Another tactic is pre-bunking misinformation. Sander van der Linden, PhD, a social psychologist at Cambridge University, believes it is important for psychologists to avoid arguing substance and instead help people understand how they can fall prey to misinformation. He notes people who believe in one conspiracy theory are more apt to believe in other conspiracy theories.

Researchers have designed infographics, videos and even games to help people learn to recognize and resist persuasion techniques used in misinformation. In one example, van der Linden and colleagues showed that a pre-bunking game significantly improved participants’ ability to identify misinformation techniques, while increasing confidence in their own judgments.

Anti-Misinformation Pushback
Fact-checkers and misinformation researchers have become targets for attacks. Ohio Republican Congressman Him Jordan, who chairs the House Judiciary Committee, has accused misinformation foes of collusion to suppress conservative speech. X, formerly known as Twitter, filed suit against the nonprofit Center for Countering Digital Hate.

“There’s been a huge chilling effect on researchers speaking out about misinformation. Between trolls and lawsuits, it’s the Wild West out there,” van der Linden says. That chilling effect extends to the National Institutes of Health, which halted a $150 million program to improve communications involving health information, citing legal threats as one factor in its decision.

 “Psychologists can help bridge the partisan divide by fighting misinformation in ways that aren’t polarizing,” van der Linden advises, such as focusing on decision-making and recognizing manipulation rather than the content of an argument. He says, “Giving people the tools they need to make better decisions is within our expertise as psychologists.”

Fact-Checking
There are multiple fact-checking resources for people who seek them out and believe what they read. FactCheck.org is a project of The Annenberg Public Policy Center at the University of Pennsylvania. It fact-checks a wide variety of claims by all candidates in the 2024 election.

Prominent fact-checking appearing on its site on April 11 included a false claim by Donald Trump about Roe v. Wade and his misleading chart on illegal immigration. It also included a misleading claim by President Biden about Latino unemployment and an entry indicating Biden took a Trump comment about entitlements out of context. A misleading claim by Nicole Shanahan, Robert F. Kennedy Jr.’s running mate, about women’s fertility rates also was cited.

USA Today and other publications have fact-checking teams, primarily focused on the presidential campaign. Major news outlets such as The New York Times and The Washington Post publish detailed fact-checking.
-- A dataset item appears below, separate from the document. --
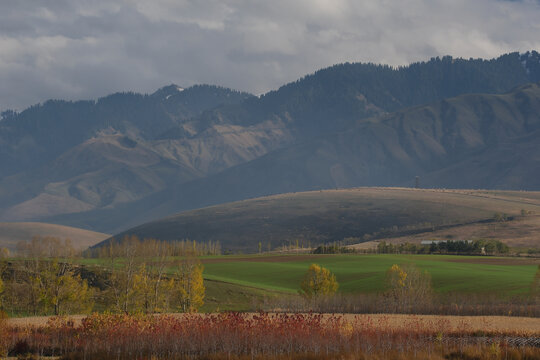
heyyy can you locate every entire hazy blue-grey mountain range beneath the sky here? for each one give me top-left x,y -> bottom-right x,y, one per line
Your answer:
0,51 -> 540,233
The New York Times provided a comprehensive fact-check of Trump’s 20-minute Super Tuesday victory speech. The article cited false or misleading claims related to immigrants, the border wall, inflation, his tax cut, U.S. oil production, the origin of COVID-19 and Afghanistan.

The Times also fact-checked Biden’s 2024 State of the Union speech, citing misleading statements related to job creation, private sector investment, carbon emissions, the federal deficit, billionaire tax rates and proposed GOP Social Security cuts. It also fact-checked the Republican response by Alabama Senator Katie Britt on issues related to national crime rates and IVF restrictions.

Fact-checking is only as good as its readership and its believability. Many Trump supporters don’t read or believe what The Times or The Post publishes. Many Biden supporters may not take the time to read fact-checking about their preferred candidate.

A highly polarized electorate is so dug in that fact-checking may not make a difference in their political viewpoint. At a minimum, rigorous fact-checking provides information intended to inform. Fact-checking makes it harder for voters or non-voters to complain after an election that they didn’t know. For voters paying attention, fact-checking offers the best hope of knowing when and how a politician is blowing smoke.